Barry montre que Amos Green (1826-1911) de Paris, dans l'Illinois, est un avocat de premier plan et un démocrate pacifique (Copperhead). Green perçoit la guerre comme injuste et Lincoln comme un despote qui doit être arrêté. Il écrit des dénonciations calomnieuses à l'encontre de l'administration dans les journaux locaux. Il est arrêté pour sédition en 1862. Après sa libération, en , il devient le grand commandeur de l'ordre secret des chevaliers américains dans l'Illinois, qui combat les restrictions des libertés civiles. Il est également appelé les chevaliers du cercle d'or et, plus tard, les fils de la liberté. Green est financé par le gouvernement de la Confédération pour organiser des émeutes lors de la convention nationale démocrate en 1864. Bien que les émeutes ne se soient jamais concrétisées, il continue à faire des discours antigouvernementaux jusqu'à ce qu'il soit de nouveau arrêté en . Après cette arrestation, il accepte de témoigner pour le gouvernement sur les activités des chevaliers ; son témoignage implique d'autres personnes, mais ignore sa propre implication dans les intrigues antigouvernementales[12].
Parmi les nombreux généraux de l'Illinois qui ont pris de l'importance après-guerre, nous avons Green B. Raum - devenu un membre du congrès américain et commissaire de l'Internal Revenue Service - puis James L. Alcorn, devenu sénateur des États-Unis et gouverneur du Mississippi.
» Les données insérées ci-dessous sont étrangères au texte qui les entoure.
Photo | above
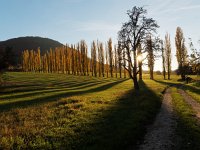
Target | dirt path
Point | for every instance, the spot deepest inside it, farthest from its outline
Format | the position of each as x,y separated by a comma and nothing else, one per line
160,135
194,104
Tous les deux sont nés près de Golconda. Natif de Galena, John Aaron Rawlins, confident de longue date d'U.S. Grant, devient secrétaire américain à la guerre sous l'administration de Grant. John M. Palmer, résident de Carlinville, devient gouverneur de l'Illinois après guerre et candidat à la présidentielle du parti national démocrate lors des élections de 1896.
Edward S. Salomon, un immigrant en provenance d'Europe, est nommé par le président Grant en tant que gouverneur du territoire de Washington. William P. Carlin de Carrollton commande plusieurs avant-postes notamment dans le Montana et devient général dans l'armée américaine après-guerre.
Un certain nombre de soldats de régiments de l'Illinois deviendront gouverneur d'états des États-Unis. Parmi eux, John Marshall, Hamilton, futur gouverneur de l'Illinois ; Albinus Nance, futur gouverneur du Nebraska ; John St. John, futur gouverneur du Kansas ; et Samuel Rinnah Van Sant, futur gouverneur du Minnesota.